According to Varona and González-Recio [68], a noticeable pattern is that the higher the structural coefficient resulting from SEM, the greater the genetic correlation resulting from MTM, regardless of the genetic covariance between traits. This pattern can be observed in the significant genetic correlations from MTM (Table 3). For example, the VL $\to$ NL and NL $\to$ YL connections had the highest structural coefficient and the highest genetic correlation. Additionally, when the structural coefficient is greater than 1, it indicates that the phenotypic variance of the dependent variable can also be explained by non-genetic effects, which did not occur in this data set.

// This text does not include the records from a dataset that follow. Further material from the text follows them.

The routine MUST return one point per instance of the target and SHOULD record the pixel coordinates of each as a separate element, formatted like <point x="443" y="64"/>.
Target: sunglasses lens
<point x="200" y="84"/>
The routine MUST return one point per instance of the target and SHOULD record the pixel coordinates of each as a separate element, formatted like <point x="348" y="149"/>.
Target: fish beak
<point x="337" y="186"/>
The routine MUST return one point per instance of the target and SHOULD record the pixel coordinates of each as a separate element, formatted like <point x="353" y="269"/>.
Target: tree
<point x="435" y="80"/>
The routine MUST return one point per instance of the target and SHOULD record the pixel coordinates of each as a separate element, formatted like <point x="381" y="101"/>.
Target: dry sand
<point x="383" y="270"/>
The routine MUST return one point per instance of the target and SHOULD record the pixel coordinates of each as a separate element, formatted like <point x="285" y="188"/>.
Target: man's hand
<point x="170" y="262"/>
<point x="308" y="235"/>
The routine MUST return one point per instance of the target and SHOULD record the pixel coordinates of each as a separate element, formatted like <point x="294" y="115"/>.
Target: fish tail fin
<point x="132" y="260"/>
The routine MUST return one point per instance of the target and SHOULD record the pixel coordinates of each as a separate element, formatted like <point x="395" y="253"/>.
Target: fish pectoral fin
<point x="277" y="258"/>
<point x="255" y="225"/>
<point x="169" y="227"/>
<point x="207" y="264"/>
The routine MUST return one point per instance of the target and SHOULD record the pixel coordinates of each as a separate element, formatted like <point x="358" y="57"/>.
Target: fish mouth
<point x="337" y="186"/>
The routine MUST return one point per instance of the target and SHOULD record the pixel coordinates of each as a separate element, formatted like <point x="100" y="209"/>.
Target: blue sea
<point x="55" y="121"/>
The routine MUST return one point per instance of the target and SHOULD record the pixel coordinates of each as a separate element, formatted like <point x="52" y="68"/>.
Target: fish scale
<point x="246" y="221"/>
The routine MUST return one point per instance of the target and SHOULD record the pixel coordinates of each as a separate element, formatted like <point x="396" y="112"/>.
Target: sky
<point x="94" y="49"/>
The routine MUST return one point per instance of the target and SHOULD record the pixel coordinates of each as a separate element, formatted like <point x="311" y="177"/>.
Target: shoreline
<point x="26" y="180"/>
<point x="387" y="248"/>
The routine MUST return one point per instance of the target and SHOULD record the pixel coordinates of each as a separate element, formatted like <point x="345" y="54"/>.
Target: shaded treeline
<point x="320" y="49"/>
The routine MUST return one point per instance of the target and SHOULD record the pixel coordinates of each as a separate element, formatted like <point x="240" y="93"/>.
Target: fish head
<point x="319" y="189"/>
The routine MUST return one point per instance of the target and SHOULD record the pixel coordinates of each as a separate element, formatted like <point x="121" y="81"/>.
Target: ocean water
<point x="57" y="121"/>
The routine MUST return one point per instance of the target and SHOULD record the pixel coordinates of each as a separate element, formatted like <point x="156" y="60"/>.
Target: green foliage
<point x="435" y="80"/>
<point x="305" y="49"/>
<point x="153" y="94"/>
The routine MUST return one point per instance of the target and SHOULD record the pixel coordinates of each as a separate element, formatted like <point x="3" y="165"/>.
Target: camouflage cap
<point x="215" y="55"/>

While these comparisons provide insight into the relationship between the two models using genetic parameters, it is important to understand how the breeding values should be interpreted. Statistical equivalence between the models does not necessarily imply biological equivalence. Breeding values estimated by MTM are calculated based on the existence of pleiotropy or linkage disequilibrium between QTLs and common environmental effects [68], including all additive effects of genes on the trait, even if they have a direct or indirect influence [30]. However, SEM-based breeding values consider not only common genetic and environmental effects but also non-genetic effects that arise from the phenotypic influence of another trait. These effects represent the direct and indirect effects of genes on the trait, rather than an indirect influence through the phenotypic influence of another trait [30]. In other words, breeding values are corrected for causality in SEM [68].

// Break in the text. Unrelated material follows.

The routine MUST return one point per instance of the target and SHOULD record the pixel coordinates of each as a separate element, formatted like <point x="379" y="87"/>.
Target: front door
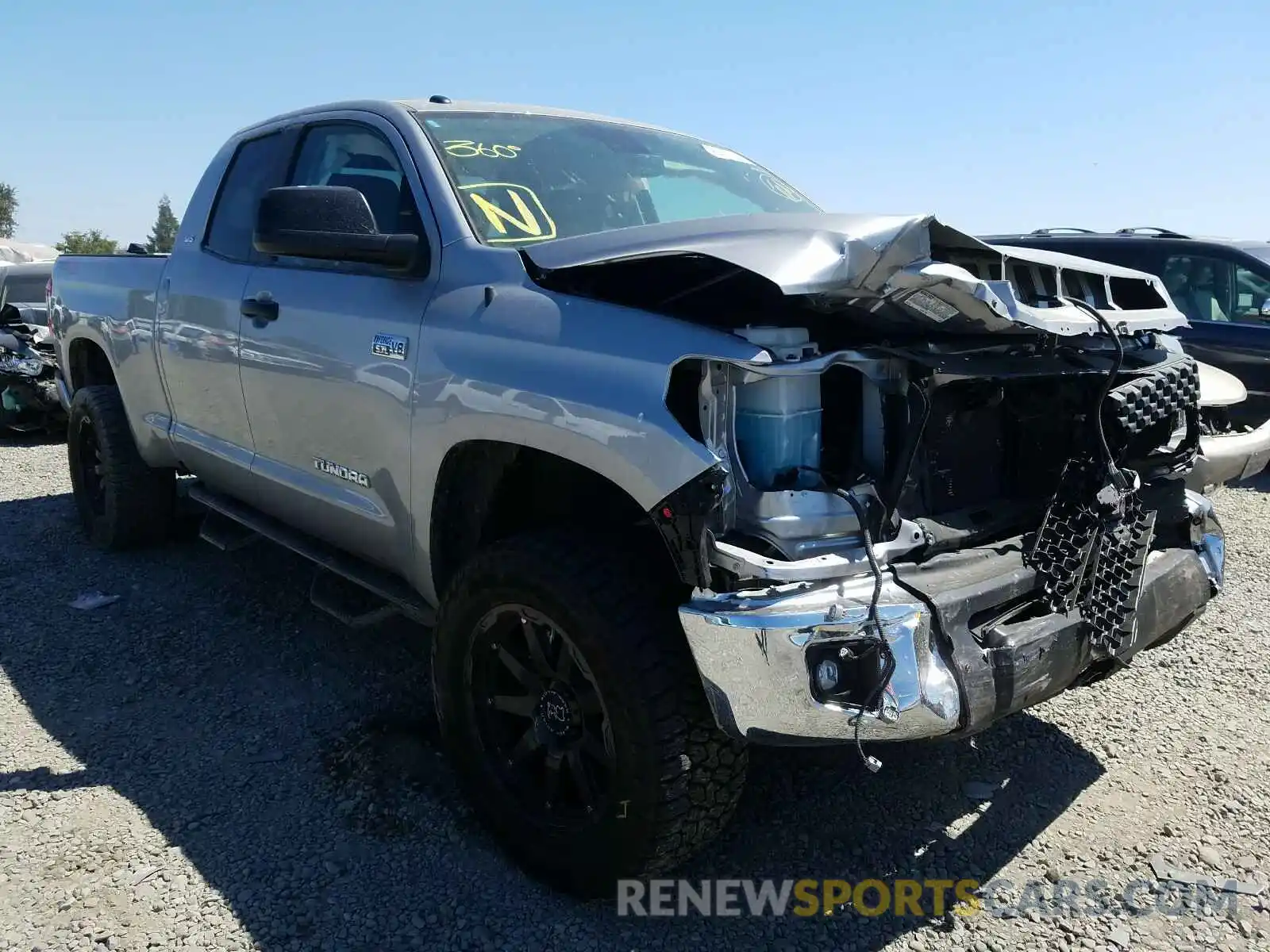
<point x="328" y="359"/>
<point x="198" y="321"/>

From the perspective of a breeding program focused on the selection of superior individuals, it is recommended to use the breeding values obtained by MTM rather than SEM [30,68]. This is because the relevant information for selecting superior individuals is given by the overall genetic effect, which is already provided by MTM without the need for SEM [30]. However, SEM analysis using latent variables offers advantages in terms of the model and the informativeness of the results. In terms of the model, SEM provides greater model parsimony compared to MTM [30]. It also offers dimensionality reduction and an improved ability to converge when dealing with complex networks of interrelationships [42]. In terms of model informativeness, SEM allows the observation of phenotypic changes resulting from causal relationships between traits and also the distinction between direct and indirect genetic effects. These changes can be understood in the context of the structural coefficient, representing a $\lambda$-unit change in the predicted variables. In addition, Valente et al. [30] pointed out that, when performing MTM, the use of different scenarios may require the construction of additional variables or the performance of new analyses, whereas SEM can handle such variations without the need for additional data processing or extended analysis time.

5. Conclusions

The findings of this study highlight the effectiveness of CFA in reducing analytical complexity while ensuring biological interpretability. Furthermore, it facilitates the estimation of causal relationships within SEM by leveraging the interrelationships identified by Bayesian network analysis. By decomposing effects into direct and indirect effects of variables, our investigation revealed that indirect selection methods, both within latent variables predicting gains in their corresponding observed variables and those predicting gains in observed variables explained by other latent variables, can enhance selection efficiency. Specifically, we observed that selecting individuals based on the latent variable VL yielded similar gains in NVN and NRN as selecting based on NL. In contrast, selecting Y based on NL resulted in a remarkable 66.35% higher gain than using the respective observed variable itself. These findings underscore the efficacy of indirect selection strategies for accurately predicting superior individuals related to traits encompassing vigor, morphology, and yield. Additionally, they shed light on the behavior of phenotypes in a recursive structure in the face of an external intervention, which can be estimated through the coefficient structure derived from SEM analysis.